[„Die Gleichheit. Zeitschrift für die Interessen der Arbeiterinnen”, 25. Jahrgang, Nr. 21, 9. Juli 1915, S. 133 f., etwa die Hälfte des Textes von der Zensur gestrichen]
Seit elf Monaten treibt nun der Weltkrieg mit gewalttätiger Faust Politik. Immer größer, immer blutiger sind die Kreise geworden, die er zieht. Italien wurde in den Strudel des Weltkriegs gerissen, und so unsicher, so schwankend sind die Umstände, die darüber entscheiden, ob weitere Staaten an die Seite des Zweibundes oder des Dreiverbands treten werden, dass der Bierbankpolitiker die Antwort auf die Frage danach fast an den Knöpfen seiner Weste abzählen könnte.
[ca. sechs Zeilen Zensurstreichung]
So scheint der Weltkrieg unberechenbare Möglichkeiten im Schoß zu bergen, Möglichkeiten, die an Furchtbarkeit noch das Grausige überbieten würden, das beinahe zur ergeben hingenommenen Alltagserscheinung geworden ist. Während die Menschen fieberhaft gespannt, gleichsam mit verhaltenem Atem in die nächste. Zukunft lauschen, dehnen sich die Schlachtfelder riesiger und riesiger, türmen sich die Ruinen von unschätzbaren Kulturwerken höher gen Himmel, schwellen die Ströme des Opferbluts an, das der Weltkrieg vergießt. Was soll das werden? Wie lange noch, wie lange? Das sind die Fragen, die mit wachsender Herzensangst und Eindringlichkeit sich auf die Lippen drängen, und die namentlich die Seelen der Frauen bewegen, die die teuersten Leben und die hehrsten Ideale bedroht wissen, die härtesten Sorgenbürden tragen und mehr noch als die Männer von einer freien, kraftvollen Kulturentwicklung zu erwarten haben.
Doch in den unheilvollen Stunden der Weltkriegsnacht blitzen jetzt zahlreicher und heller Hoffnungslichter auf. Langsam beginnt sich eine Armee des Friedens zu sammeln. National und international. In allen Ländern wächst die Friedenssehnsucht und erstarkt zum Friedenswillen, der Tat zu werden begehrt. Am lautesten erschallt der Ruf nach dem Ende des Würgens in den neutralen Staaten, wo sich die Kriegsnöte in steigendem Maße fühlbar machen und größere politische Freiheit herrscht. Jedoch ungeachtet aller Hemmnisse gewinnt auch in den kriegführenden Ländern die Friedensströmung an Breite und Kraft. Immer bewusster suchen sich die Willen und Hände der Friedeheischenden über die Grenzen und Schlachtfelder hinweg.

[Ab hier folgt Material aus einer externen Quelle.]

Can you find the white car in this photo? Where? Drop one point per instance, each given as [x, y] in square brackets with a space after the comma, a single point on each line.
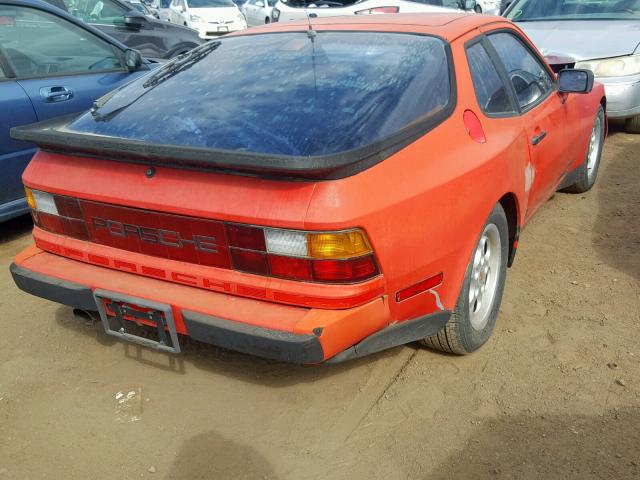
[211, 18]
[258, 12]
[162, 7]
[286, 10]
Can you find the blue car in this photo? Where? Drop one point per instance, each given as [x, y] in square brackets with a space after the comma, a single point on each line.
[51, 64]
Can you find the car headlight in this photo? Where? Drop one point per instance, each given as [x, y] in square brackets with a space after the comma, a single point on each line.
[613, 67]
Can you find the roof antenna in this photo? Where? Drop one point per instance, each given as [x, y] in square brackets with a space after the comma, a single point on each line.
[311, 33]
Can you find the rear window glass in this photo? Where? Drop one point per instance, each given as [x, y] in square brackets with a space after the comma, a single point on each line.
[284, 94]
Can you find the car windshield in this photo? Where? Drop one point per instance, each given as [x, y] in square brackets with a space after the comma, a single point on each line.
[285, 94]
[210, 3]
[544, 10]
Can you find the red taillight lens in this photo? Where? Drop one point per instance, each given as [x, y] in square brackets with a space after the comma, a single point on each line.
[249, 238]
[248, 261]
[290, 267]
[343, 256]
[350, 270]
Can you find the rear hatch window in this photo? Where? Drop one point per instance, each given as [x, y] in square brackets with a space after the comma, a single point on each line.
[279, 100]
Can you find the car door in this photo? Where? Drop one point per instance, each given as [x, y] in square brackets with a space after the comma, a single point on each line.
[543, 113]
[15, 109]
[61, 66]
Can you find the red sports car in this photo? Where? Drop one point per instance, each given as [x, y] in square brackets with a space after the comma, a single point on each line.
[311, 191]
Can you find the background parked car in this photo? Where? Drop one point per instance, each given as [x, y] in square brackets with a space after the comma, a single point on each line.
[602, 36]
[144, 9]
[286, 10]
[211, 18]
[258, 12]
[153, 38]
[162, 7]
[489, 7]
[51, 64]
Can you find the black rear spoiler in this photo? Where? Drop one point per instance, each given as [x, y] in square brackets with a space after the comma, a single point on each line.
[53, 135]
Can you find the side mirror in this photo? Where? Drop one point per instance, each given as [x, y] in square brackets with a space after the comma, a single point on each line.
[135, 20]
[132, 59]
[573, 80]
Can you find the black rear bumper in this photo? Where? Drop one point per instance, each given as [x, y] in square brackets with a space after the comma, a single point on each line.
[261, 342]
[241, 337]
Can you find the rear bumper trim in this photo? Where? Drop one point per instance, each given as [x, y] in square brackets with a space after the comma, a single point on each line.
[54, 289]
[262, 342]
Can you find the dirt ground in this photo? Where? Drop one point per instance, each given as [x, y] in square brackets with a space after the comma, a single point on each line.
[555, 394]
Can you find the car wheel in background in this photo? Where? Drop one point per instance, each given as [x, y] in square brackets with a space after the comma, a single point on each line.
[632, 125]
[587, 173]
[474, 316]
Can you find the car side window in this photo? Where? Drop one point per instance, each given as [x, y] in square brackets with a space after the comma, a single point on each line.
[531, 80]
[491, 92]
[40, 44]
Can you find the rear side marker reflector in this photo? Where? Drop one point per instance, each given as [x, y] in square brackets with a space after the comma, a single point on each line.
[419, 287]
[325, 257]
[474, 127]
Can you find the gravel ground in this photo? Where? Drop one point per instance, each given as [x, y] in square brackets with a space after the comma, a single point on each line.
[555, 394]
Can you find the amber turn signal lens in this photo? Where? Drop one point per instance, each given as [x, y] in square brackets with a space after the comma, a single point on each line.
[30, 200]
[337, 245]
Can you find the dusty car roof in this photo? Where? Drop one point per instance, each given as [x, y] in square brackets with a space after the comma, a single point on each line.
[445, 25]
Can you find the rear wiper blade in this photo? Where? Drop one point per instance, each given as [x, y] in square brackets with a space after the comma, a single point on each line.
[183, 62]
[107, 106]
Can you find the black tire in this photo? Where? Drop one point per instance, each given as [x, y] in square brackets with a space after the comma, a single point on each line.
[583, 180]
[632, 125]
[459, 336]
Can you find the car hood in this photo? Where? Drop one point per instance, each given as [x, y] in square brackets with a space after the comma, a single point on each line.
[584, 40]
[216, 14]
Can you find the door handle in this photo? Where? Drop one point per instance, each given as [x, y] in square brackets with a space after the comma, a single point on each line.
[536, 139]
[56, 94]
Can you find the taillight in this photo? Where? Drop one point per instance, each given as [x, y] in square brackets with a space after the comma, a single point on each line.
[377, 10]
[57, 214]
[326, 257]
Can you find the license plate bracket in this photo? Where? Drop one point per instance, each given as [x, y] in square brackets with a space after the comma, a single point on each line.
[126, 310]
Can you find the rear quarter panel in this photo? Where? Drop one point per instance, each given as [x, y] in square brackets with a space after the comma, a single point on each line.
[424, 207]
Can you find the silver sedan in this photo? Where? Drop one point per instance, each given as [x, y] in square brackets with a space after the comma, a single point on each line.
[601, 35]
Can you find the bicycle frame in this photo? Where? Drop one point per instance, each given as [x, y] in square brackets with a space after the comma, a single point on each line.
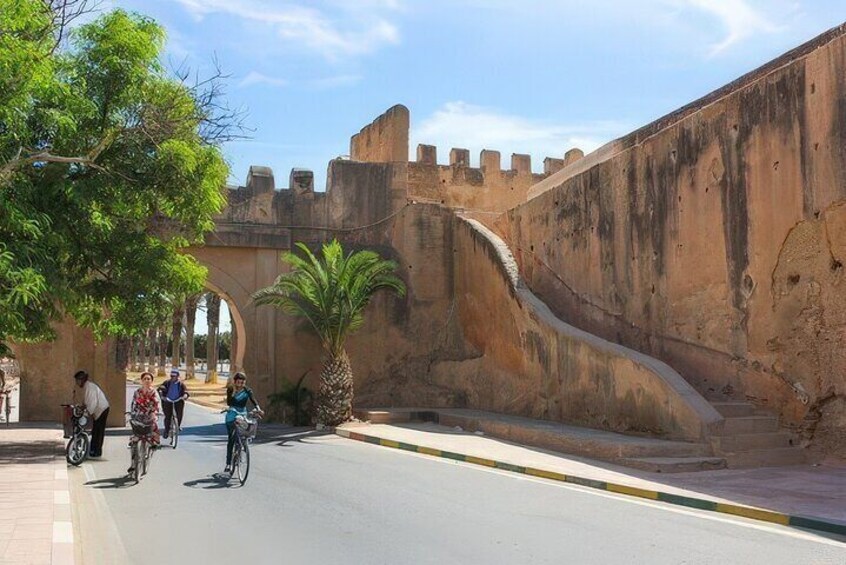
[76, 450]
[175, 424]
[7, 405]
[241, 449]
[142, 454]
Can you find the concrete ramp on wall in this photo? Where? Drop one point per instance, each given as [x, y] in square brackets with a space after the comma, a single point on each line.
[564, 373]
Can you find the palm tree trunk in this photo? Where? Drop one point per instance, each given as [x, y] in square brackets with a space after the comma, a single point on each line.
[335, 395]
[162, 352]
[190, 318]
[213, 315]
[233, 345]
[151, 351]
[176, 334]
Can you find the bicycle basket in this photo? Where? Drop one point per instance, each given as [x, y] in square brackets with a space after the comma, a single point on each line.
[246, 427]
[140, 427]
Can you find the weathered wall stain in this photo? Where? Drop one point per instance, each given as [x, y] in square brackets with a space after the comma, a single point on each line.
[687, 262]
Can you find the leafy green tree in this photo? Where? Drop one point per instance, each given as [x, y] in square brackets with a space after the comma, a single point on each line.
[331, 292]
[109, 166]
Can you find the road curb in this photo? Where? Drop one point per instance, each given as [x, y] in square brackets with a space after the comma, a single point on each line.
[804, 522]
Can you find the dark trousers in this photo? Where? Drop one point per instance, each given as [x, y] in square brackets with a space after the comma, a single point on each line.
[98, 434]
[230, 431]
[168, 409]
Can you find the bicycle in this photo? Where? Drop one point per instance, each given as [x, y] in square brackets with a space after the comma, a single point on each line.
[7, 405]
[245, 430]
[76, 423]
[175, 424]
[142, 452]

Die bürgerlichen Friedensfreunde werben eifrig und nicht ohne Erfolg für ihre Ideale, und so wenig die Bewegung für den Kampf der werktätigen Massen gegen den Krieg richtung- und zielgebend sein kann, so ungerechtfertigt und unklug wäre es, sie mit geringschätzigem Achselzucken abzutun. Sie verdient Beachtung als Symptom dafür, dass in den bürgerlichen Schichten die Zahl derer wächst, die – ohne die letzte gesellschaftliche Wurzel der zeitgenössischen Kriege zu erkennen – doch vor [Zensurstreichung] der Kulturfeindlichkeit blutiger Völkerwaffengänge selbst zurückschaudern.

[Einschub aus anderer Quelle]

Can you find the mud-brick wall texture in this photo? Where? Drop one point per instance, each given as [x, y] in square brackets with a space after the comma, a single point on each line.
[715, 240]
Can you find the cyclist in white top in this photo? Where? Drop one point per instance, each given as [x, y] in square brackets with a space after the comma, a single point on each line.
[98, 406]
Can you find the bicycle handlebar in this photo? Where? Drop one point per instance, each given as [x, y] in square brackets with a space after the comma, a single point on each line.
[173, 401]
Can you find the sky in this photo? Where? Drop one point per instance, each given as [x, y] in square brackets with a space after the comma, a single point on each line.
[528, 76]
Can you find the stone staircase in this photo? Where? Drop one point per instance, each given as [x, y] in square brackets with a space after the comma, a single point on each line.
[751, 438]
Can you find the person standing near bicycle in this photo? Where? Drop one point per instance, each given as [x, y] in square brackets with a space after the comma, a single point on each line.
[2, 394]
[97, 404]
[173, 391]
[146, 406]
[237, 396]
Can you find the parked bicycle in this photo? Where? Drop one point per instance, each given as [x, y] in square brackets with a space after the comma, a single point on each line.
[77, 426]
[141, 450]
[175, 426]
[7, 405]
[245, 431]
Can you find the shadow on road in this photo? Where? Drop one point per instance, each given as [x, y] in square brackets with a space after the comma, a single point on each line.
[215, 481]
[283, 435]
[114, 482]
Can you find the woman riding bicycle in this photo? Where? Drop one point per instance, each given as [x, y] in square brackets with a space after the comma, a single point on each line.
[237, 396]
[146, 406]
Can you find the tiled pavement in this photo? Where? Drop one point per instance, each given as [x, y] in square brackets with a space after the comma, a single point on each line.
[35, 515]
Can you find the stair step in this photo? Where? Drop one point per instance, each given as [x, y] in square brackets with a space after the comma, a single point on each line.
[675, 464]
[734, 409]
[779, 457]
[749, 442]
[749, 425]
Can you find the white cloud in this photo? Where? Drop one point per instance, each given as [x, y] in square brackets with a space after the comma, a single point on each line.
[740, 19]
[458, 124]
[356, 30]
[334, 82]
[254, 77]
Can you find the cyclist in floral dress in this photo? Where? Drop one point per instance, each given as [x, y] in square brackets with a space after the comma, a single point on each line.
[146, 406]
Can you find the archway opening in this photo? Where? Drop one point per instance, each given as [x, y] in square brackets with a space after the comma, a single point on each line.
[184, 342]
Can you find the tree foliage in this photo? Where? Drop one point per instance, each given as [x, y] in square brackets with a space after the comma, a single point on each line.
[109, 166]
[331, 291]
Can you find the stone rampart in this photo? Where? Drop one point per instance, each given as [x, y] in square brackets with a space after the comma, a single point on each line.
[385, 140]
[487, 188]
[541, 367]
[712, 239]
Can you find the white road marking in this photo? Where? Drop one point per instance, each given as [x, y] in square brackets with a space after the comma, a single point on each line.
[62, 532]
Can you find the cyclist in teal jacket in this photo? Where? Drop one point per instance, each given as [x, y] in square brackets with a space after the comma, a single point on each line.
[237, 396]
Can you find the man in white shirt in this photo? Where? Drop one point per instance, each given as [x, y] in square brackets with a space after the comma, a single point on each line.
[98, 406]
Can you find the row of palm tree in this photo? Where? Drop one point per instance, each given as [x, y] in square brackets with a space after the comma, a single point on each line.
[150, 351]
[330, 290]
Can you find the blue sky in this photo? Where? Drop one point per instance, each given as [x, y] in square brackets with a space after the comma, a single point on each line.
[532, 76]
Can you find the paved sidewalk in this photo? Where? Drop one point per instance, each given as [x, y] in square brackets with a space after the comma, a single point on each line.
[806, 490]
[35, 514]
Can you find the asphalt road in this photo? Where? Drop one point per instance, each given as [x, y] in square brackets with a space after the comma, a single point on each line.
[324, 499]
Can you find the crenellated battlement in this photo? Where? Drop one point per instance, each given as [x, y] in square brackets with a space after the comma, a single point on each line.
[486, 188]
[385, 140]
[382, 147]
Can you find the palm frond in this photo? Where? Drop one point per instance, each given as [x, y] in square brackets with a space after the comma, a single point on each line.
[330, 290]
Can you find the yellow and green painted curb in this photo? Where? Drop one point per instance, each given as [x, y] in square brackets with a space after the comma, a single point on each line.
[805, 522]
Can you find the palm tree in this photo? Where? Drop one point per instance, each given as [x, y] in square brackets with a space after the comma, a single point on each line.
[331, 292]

Allein bedeutsamer als das Vorwärtsdrängen des sogenannten Pazifismus ist die überhandnehmende Bekundung des proletarischen Friedenswillens. Er hat von Kriegsbeginn an nachdrücklich in den neutralen Staaten Europas geredet und erst kürzlich in Holland durch den Beschluss des sozialdemokratischen Vertretertags unzweideutigen Ausdruck gefunden, dass die Fraktion die von der Regierung beantragte Ausdehnung der Landsturmpflicht abzulehnen habe.
[ca. sechs Zeilen Zensurstreichung] Man erinnert sich der alten Maßstäbe für geschichtliche und soziale Dinge, der früher vorangetragenen Ideale. In: Lichte der Wirklichkeit erscheint die internationale Solidarität der Proletarier aller Länder wieder fest umrissen, greifbar klar und zwingt zur Forderung des Friedens zwischen den Völkern. [ca. sechs Zeilen Zensurstreichung]
Fast hätte man meinen können, dass in Frankreich die vom Krieg ins Rollen gebrachte nationalistische Lawine alles sozialistische Leben begraben habe. Es schien, als ob die Blockpolitik der nationalen Verteidigung widerspruchslos und restlos über die Grundsätze des internationalen Sozialismus triumphiere. Aber siehe: allmählich klangen aufrechte Bekenntnisse zu den sozialistischen Idealen über die Grenze, flammende Aufrufe an die französischen Proletarier, sich von der Bundesgenossenschaft mit den Herrschern und Nutznießern des kapitalistischen Frankreichs loszusagen und den alten heiligen Pakt mit den Brüdern und Schwestern der anderen Länder zu erneuern, um den Frieden zu erkämpfen, den Frieden zu sichern. Heute sind es nicht mehr einzelne Gewerkschafts- und Parteiführer, ein kleines Häuflein sozialistischer Frauen, denen angesichts des Weltkriegs die internationale Solidarität der arbeitenden Massen der ruhende Pol in der Erscheinungen Flucht dünkt. Einflussstarke Gewerkschaften und die kräftigsten sozialistischen Parteiorganisationen der Provinz wie die der Haute-Vienne und des Rhônedepartements fordern die Abkehr der Sozialdemokratie von der jetzigen Taktik, rufen im Namen des Sozialismus das französische Proletariat auf den festen Boden des Klassenkampfes und der selbständigen Aktion zurück und weisen ihm als vornehmste Aufgabe der Stunde den sofort aufzunehmenden Kampf für den Frieden. [mehr als eine Spalte Zensurstreichung]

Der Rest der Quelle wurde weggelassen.